Marcelo Süller

Personal information
- Full name: Marcelo Hugo Süller
- Date of birth: 29 October 1971 (age 54)
- Place of birth: Buenos Aires, Argentina
- Height: 1.66 m (5 ft 5 in)
- Position: Forward

Senior career*
- Years: Team / Apps / (Gls)
- 1988–1991: All Boys
- 1991: Igloopol Dębica / 5 / (0)
- 1992–1993: All Boys / 16 / (0)
- 1993–1994: Club Almagro
- 1995–1999: Deportivo Armenio
- 1999–2000: Club Comunicaciones / 6 / (0)

Managerial career
- 2000: Barracas Central

= Marcelo Süller =

Argentine footballer

Marcelo Hugo Süller (born 29 October 1971) is an Argentine former professional footballer who played primarily as forward.

==Club career==
Born in Buenos Aires, Süller began his career at All Boys.
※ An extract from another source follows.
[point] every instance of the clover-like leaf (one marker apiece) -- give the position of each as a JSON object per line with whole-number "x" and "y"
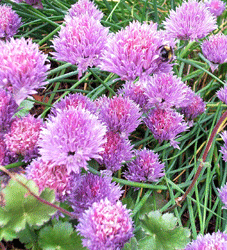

In the summer of 1991, he went on unsuccessful trial for Ekstraklasa side Wisła Kraków. Soon after that, he signed with Igloopol Dębica. Representing the club in the 1991–92 season, Süller made five league appearances without any goal scored in Polish top-flight. He returned to Argentina as he transferred to All Boys in 1992 and played 16 games for the club. Between 1993 and 2000, he competed in Primera B Metropolitana and Primera C playing for Club Almagro, Deportivo Armenio and Club Comunicaciones.

==Coaching career==
In 2000, Süller coached Barracas Central.

==Personal life==
He is adoptive brother of Silvia Süller.